President Mikheil Saakashvili has no regrets about issuing the order which led to the police clearing the area in front of parliament the night before the Independence Day rally.
An opposition movement led by former parliament speaker Nino Burjanadze had gathered around 300 people in the evening of 25 May, refusing to move and calling for the president to step down. When 3000 police surrounded the crowd, leaving them no escape route, the ensuing violence led to at least three deaths.
A number of human rights groups have criticized the police operation.
Mr Saakashvili shortly after claimed it was necessary in order to send a signal to the Kremlin, because the crowd of demonstrators was infiltrated by Russian military intelligence agents.
Today he defended his position in an interview with the Ukrainian tabloid Segodnya, and said he was sickened by watching on TV stories of authorities using force against the people.
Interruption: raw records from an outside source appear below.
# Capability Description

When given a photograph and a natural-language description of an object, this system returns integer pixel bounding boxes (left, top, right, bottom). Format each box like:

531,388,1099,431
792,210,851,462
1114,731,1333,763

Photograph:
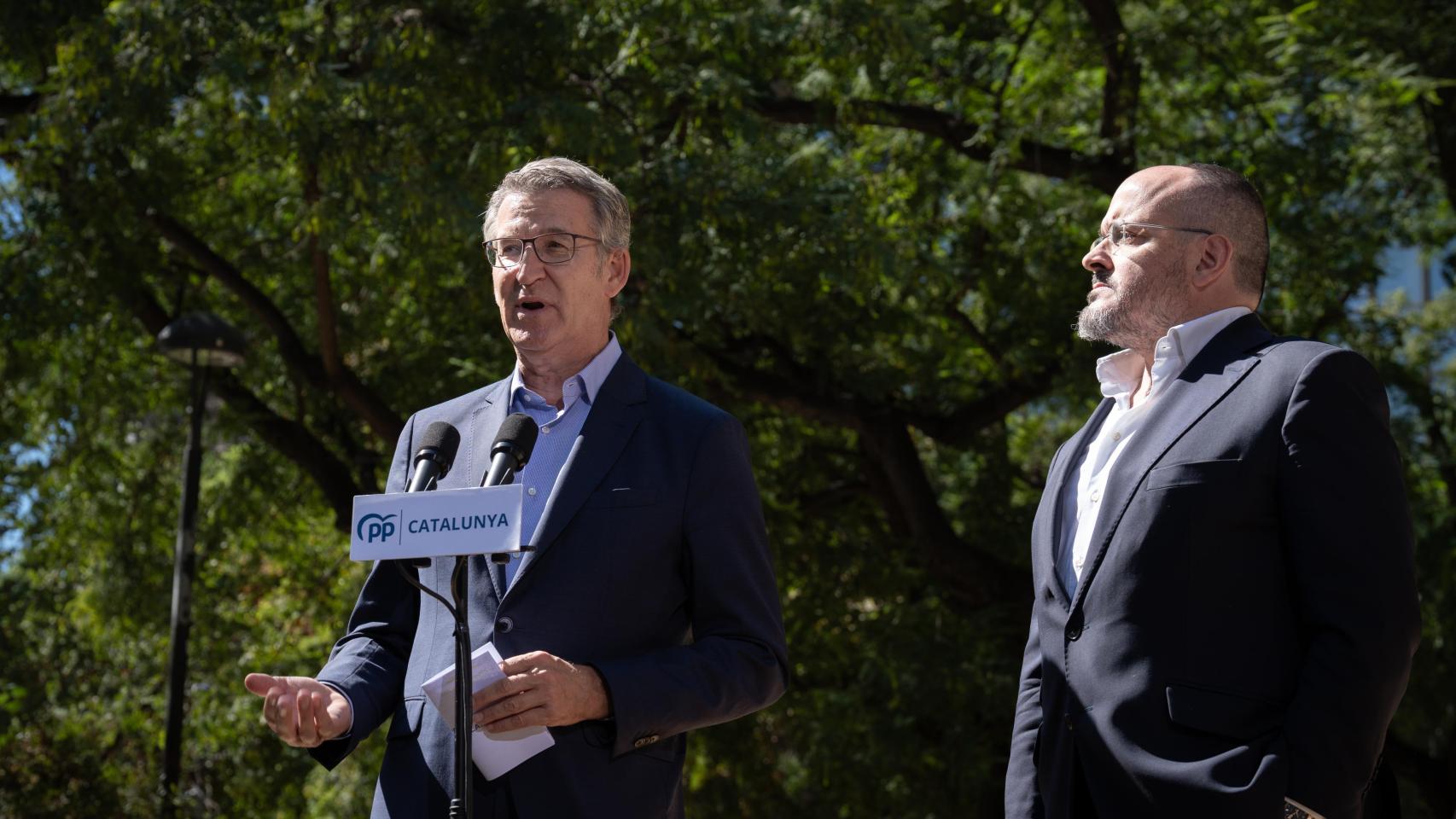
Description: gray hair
482,157,632,254
1184,163,1270,297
-It should be understood what choices we had. And I believe we acted correctly. Judge for yourself. A group of provocateurs, which are financed from abroad — a fact they do not hide! — which has meager support, less than 1% of the electorate, take to the streets and say, ‘we will not allow you to celebrate the 20th anniversary of independence’, Saakashvili told the newspaper.
He went on the describe the police action as “minimal force”, and said all the police’s actions have been documented and studied, and noted that his forces behaved more professionally during the 26 May dispersal than on 7 November 2007, a day of major unrest in the Georgian capital when a private TV station was stormed by police and taken off the air.
-If there is any new unrest, and there probably will be if there is democracy, just look at Greece, they will act even more professionally next year, the president told Segodnya, a Russian-language newspaper published in Kyiv.